Tech & Health

September 10, 2025

Death on the web

Cause of death often lies buried amid content on crowdfunding platforms, web-based obituaries and memorial websites. With AI assistance, gathering and combining this mortality data with medical records could help power research and public health.

(iStock)

Official sources of death statistics in the U.S. have lag times of nine months to two years. Obtaining this data from electronic patient records and health insurance claims databases might seem quicker, but for mortality reporting these sources pose various gaps and difficulties. Meanwhile, bare-bones mortality information — decedent name, birth and death dates, cause of death — often lies buried amid everyday public content on crowdfunding platforms, web-based obituaries and memorial websites. Quick, low-cost collection and processing of this information, and its linkage with patient records, could aid large-scale health research, medical device safety monitoring, and timeliness of public health measures.  
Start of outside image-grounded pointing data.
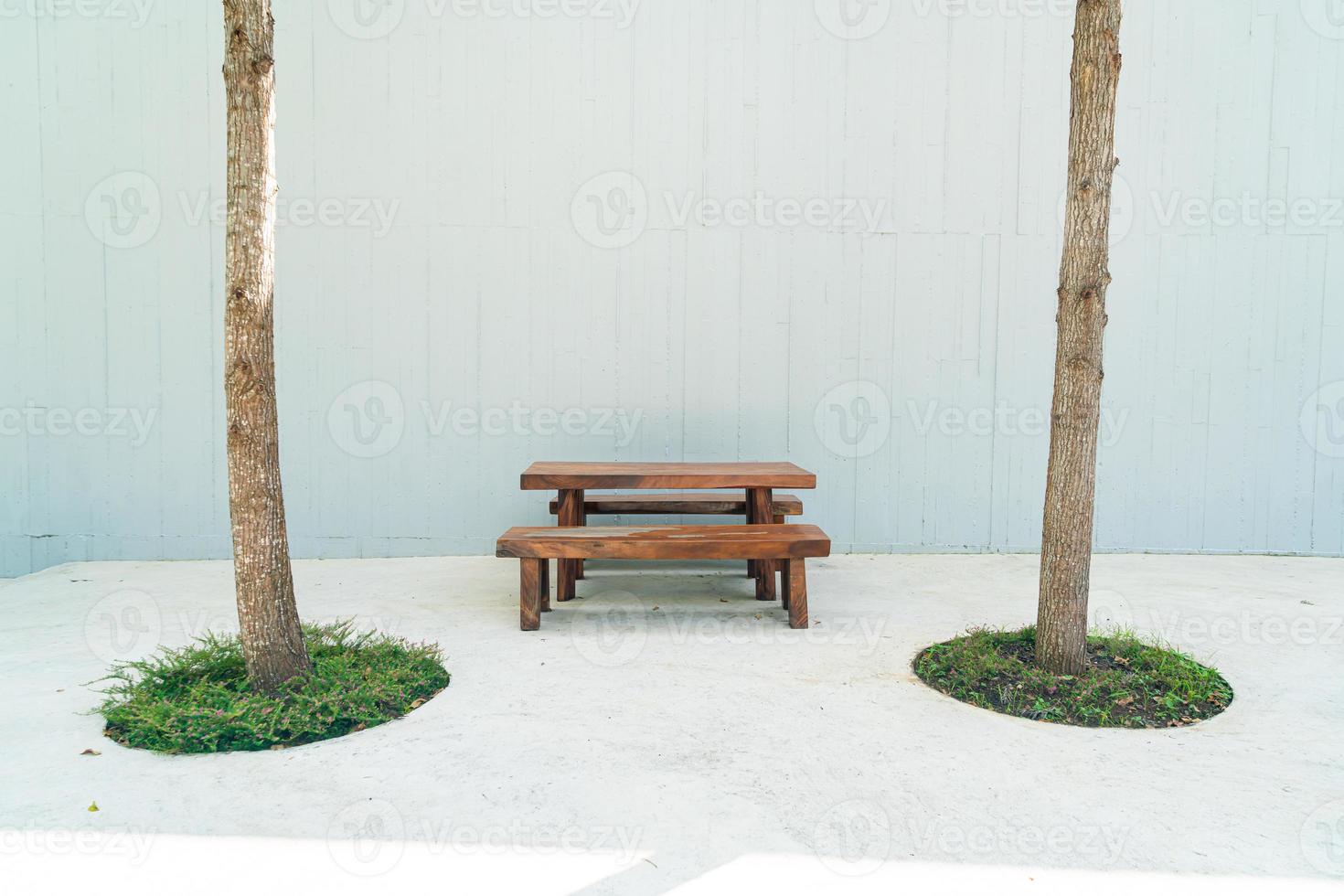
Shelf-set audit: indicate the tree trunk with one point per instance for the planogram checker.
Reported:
(268, 617)
(1083, 277)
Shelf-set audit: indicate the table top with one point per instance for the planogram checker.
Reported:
(620, 475)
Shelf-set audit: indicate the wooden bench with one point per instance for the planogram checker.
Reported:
(697, 503)
(703, 503)
(535, 547)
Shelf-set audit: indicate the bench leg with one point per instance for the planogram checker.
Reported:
(571, 512)
(795, 592)
(546, 584)
(578, 564)
(761, 503)
(752, 570)
(529, 594)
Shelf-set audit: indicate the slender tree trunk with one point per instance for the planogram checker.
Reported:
(268, 617)
(1083, 277)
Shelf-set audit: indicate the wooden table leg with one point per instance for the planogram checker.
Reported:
(763, 503)
(569, 512)
(752, 518)
(797, 592)
(529, 594)
(578, 564)
(546, 584)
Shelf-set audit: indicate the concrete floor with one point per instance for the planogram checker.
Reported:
(657, 736)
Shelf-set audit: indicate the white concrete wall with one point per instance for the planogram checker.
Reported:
(440, 248)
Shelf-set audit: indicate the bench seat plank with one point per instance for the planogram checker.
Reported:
(595, 475)
(706, 503)
(666, 541)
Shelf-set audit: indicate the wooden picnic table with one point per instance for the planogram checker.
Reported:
(571, 478)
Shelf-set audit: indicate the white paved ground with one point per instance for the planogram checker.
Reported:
(656, 736)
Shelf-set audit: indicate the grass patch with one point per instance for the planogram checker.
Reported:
(197, 699)
(1128, 684)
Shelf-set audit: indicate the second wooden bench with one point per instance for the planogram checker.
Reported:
(535, 547)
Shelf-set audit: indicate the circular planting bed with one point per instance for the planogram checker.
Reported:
(1128, 684)
(197, 699)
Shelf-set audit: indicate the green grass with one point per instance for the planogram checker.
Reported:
(197, 699)
(1128, 684)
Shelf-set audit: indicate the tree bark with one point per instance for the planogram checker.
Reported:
(268, 617)
(1083, 277)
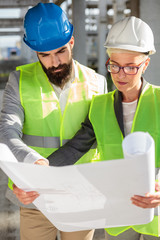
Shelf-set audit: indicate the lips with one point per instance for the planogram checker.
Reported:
(122, 83)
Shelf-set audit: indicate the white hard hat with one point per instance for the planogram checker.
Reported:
(131, 34)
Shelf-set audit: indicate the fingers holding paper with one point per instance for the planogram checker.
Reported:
(23, 196)
(150, 200)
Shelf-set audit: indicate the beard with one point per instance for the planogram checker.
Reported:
(61, 77)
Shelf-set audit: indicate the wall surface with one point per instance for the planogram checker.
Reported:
(150, 13)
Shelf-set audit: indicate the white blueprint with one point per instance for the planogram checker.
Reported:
(91, 195)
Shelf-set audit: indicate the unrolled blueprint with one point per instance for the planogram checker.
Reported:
(92, 195)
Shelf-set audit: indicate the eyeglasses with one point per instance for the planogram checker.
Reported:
(129, 70)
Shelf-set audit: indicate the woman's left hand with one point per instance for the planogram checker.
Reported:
(150, 200)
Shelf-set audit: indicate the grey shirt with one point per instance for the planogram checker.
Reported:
(12, 119)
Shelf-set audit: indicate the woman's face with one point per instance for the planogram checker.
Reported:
(128, 84)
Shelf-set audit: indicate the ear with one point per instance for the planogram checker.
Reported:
(71, 42)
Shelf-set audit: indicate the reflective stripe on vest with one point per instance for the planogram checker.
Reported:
(109, 136)
(44, 122)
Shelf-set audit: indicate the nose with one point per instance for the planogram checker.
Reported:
(55, 60)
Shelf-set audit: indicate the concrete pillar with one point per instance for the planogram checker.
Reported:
(78, 18)
(26, 53)
(102, 33)
(149, 12)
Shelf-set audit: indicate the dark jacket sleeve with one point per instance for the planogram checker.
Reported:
(75, 148)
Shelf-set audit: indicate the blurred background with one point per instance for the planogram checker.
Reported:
(92, 20)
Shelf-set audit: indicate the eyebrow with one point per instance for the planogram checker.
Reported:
(119, 64)
(45, 54)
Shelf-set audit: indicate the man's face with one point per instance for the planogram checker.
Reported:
(57, 64)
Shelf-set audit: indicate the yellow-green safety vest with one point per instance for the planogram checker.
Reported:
(45, 129)
(109, 137)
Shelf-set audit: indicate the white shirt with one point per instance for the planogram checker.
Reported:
(129, 110)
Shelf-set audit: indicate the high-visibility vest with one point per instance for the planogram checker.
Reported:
(45, 129)
(109, 137)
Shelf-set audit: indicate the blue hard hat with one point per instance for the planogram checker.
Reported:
(46, 27)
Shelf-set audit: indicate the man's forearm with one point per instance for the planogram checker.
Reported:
(75, 148)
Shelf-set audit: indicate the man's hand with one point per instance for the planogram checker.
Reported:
(25, 197)
(150, 200)
(28, 197)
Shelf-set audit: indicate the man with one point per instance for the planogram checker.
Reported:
(133, 106)
(43, 107)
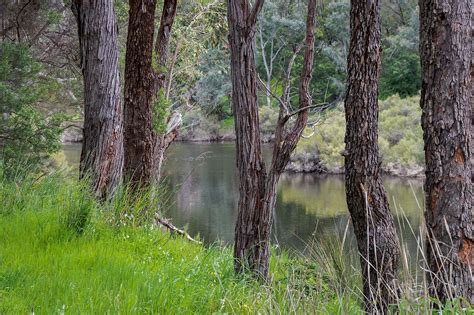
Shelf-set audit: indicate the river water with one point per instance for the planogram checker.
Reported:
(203, 191)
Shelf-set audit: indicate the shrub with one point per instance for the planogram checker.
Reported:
(28, 135)
(400, 134)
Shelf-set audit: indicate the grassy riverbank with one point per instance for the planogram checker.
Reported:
(62, 252)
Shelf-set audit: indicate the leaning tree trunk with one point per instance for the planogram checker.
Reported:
(139, 93)
(102, 148)
(257, 189)
(446, 100)
(147, 135)
(251, 233)
(373, 222)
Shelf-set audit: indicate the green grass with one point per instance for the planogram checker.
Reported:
(63, 252)
(60, 251)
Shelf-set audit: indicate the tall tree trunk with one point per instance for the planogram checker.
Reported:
(139, 93)
(145, 139)
(446, 100)
(374, 227)
(251, 233)
(102, 148)
(257, 189)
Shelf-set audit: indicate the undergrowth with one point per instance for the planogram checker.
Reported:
(63, 252)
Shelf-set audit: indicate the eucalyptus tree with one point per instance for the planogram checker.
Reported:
(257, 188)
(366, 198)
(102, 148)
(148, 132)
(447, 102)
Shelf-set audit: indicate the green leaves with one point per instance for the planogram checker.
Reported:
(28, 134)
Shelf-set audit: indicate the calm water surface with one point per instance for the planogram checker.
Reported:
(202, 179)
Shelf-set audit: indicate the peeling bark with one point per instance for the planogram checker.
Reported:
(102, 148)
(257, 188)
(144, 80)
(373, 222)
(447, 103)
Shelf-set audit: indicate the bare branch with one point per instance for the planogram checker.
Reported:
(321, 106)
(263, 86)
(252, 19)
(167, 224)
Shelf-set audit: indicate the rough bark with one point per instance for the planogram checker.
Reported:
(139, 93)
(102, 148)
(374, 227)
(446, 100)
(257, 189)
(144, 80)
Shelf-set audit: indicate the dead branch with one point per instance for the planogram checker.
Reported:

Mohammed Ali Al-Garadi, PhD, Ruth Reeves, PhD, and colleagues used natural language processing techniques (NLP) to collect mortality information from selected public websites and found that, in terms of understanding and annotating the raw information gathered, an open-source large language model (LLM) performed on a par with nurses trained as research assistants. They report their study in the Journal of Medical Internet Research

The team’s NLP pipeline struck an F-1 score of 0.88, indicating a good balance between the relevance (precision) and completeness (recall) of retrieved information. Some 8.1 million retrieved documents were included in the analysis. 

The team provided the LLM, Meta’s LLaMa-13, with several examples of how the retrieved information should be processed. For GoFundMe, the lightly trained LLM achieved 95.9% accuracy for identification of the primary cause of death compared to 97.9% for nurse annotators. In obituaries, LLM accuracy was 96.5% for primary causes, while human accuracy was 99%. For memorial websites, LLM accuracy for primary causes was 98%, with human accuracy at 99.5%. 

The study was supported by the U.S. Food and Drug Administration. Others on the study from Vanderbilt include Michele LeNoue-Newton, PhD, Michael Matheny, MD, MS, MPH, Jill Whitaker, MSN, RN-BC, Jessica Deere, Michael McLemore, BSN, RN, Dax Westerman, MS, and Mirza Khan, MD.